Comprehensive Evaluation
The evaluation of 23 diverse models provides a comprehensive understanding of the current state of Arabic NLP benchmarks.
Demerits
Limited Scope
The focus on deep semantics and pragmatics may limit the scope of the benchmark, potentially overlooking other important aspects of Arabic NLP.

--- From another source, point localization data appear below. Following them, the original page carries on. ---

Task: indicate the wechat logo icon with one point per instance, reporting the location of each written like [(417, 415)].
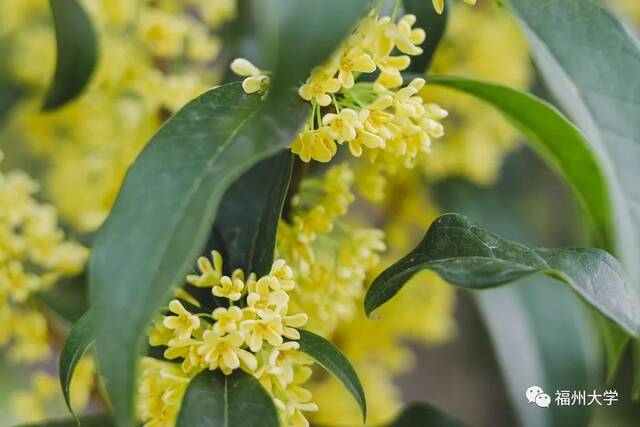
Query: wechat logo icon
[(535, 394)]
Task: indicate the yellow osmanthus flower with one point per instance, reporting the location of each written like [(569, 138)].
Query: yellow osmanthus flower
[(154, 57), (478, 137), (439, 4), (258, 335), (30, 405), (33, 256), (393, 126)]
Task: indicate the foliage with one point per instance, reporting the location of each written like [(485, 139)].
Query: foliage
[(235, 173)]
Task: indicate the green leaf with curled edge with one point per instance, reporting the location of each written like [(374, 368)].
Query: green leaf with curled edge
[(334, 362), (557, 141), (213, 399), (76, 52), (466, 255), (595, 80), (423, 414), (164, 212), (78, 342)]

Gap between Commercial and Arabic-Native Models
The substantial gap between commercial models and Arabic-native models may indicate a need for further development and investment in Arabic-native models.
Expert Commentary
The introduction of ALPS as a diagnostic challenge set for Arabic linguistic and pragmatic reasoning is a significant step forward in the development of Arabic NLP benchmarks. The evaluation of 23 diverse models provides a comprehensive understanding of the current state of Arabic NLP, highlighting the need for deeper linguistic verification and cultural authenticity. The revelation of a critical dissociation between models' fluency and their ability to handle morpho-syntactic dependencies underscores the importance of developing more accurate and robust NLP models, particularly in handling morpho-syntactic dependencies. Further research and development are necessary to bridge the gap between commercial models and Arabic-native models, and to support the development of more accurate and robust NLP models for Arabic.
Recommendations
- ✓ Further development and investment in Arabic-native models to bridge the gap with commercial models.
- ✓ The incorporation of deeper linguistic verification and cultural authenticity in the development of Arabic NLP benchmarks and models.
- ✓ The support of policymakers for the development of more accurate and robust NLP models for Arabic, particularly in handling morpho-syntactic dependencies.